People who have type 2 diabetes are often overweight or obese. These are conditions that may also be linked to cognitive problems (problems with thinking abilities). Lowering calorie intake and increasing physical activity are known to reduce the negative effects of type 2 diabetes on the body. However, the effects of these interventions on cognition and the brain are not clear.
Recently, researchers examined information from a 10-year-long study called Action for Health in Diabetes (Look AHEAD). In this study, participants learned how to adopt healthy, long-term behavior changes. In their new study, the researchers focused on whether participants with type 2 diabetes who lowered calories in their diet and increased physical activity had better blood flow to the brain. The researchers published their findings in the Journal of the American Geriatrics Society.
Researchers assigned participants to one of two groups. The first group was called the Intensive Lifestyle Intervention. In this group, participants were given a daily goal of eating between 1200 to 1800 calories in order to lose weight, based on their initial weight. They also had a goal of 175 minutes of physical activity during the week, through activities such as brisk walking.
Participants were seen weekly for the first six months, and three times a month for the next six months. During years 2 through 4, they were seen at least once a month and were regularly contacted by phone or email. They were also encouraged to join group classes. At the study's end, participants were encouraged to continue individual monthly sessions and other activities.
The second group was called the "control group". The control group attended Diabetes Support and Education classes. The researchers compared the control group to the group that participated in the lifestyle intervention.
About ten years after enrollment, 321 participants completed an MRI brain scan. (An MRI scan is a non-invasive medical test that uses a powerful magnetic field, radio frequency pulses, and a computer to produce detailed pictures of the brain.) 97 percent of those MRIs met quality control standards set by the researchers for their study.

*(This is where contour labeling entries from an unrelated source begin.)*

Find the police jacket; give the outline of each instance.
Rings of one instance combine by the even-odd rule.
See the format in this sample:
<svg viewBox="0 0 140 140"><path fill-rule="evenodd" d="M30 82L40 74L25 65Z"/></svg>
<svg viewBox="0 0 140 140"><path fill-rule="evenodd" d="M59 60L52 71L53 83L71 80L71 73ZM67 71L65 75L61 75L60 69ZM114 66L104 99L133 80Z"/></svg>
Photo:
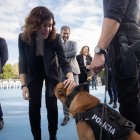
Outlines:
<svg viewBox="0 0 140 140"><path fill-rule="evenodd" d="M139 0L104 0L103 6L105 18L138 25Z"/></svg>

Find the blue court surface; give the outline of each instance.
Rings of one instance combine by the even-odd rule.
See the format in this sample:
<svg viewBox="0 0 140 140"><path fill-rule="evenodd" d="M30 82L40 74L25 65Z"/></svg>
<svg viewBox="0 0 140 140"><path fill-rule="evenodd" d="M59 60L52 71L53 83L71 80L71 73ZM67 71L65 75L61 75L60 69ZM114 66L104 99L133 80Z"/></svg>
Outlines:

During the study, the participants had their mental functions tested, including their verbal learning, memory, decision-making ability, and other cognitive functions.
The researchers looked at the group of adults who were overweight or obese at the beginning of the study. They concluded that in that group, those who did the long-term behavioral intervention had greater blood flow in the brain. Furthermore, blood flow tended to be greatest among those who did not do as well on tests of mental functions. This may show how the brain may adapt in response to cognitive decline.
However, the researchers also found that for the heaviest individuals, the intervention may have worked differently. This suggests that the intervention may have been most effective in increasing or maintaining blood flow in the brain for individuals who were overweight but not obese.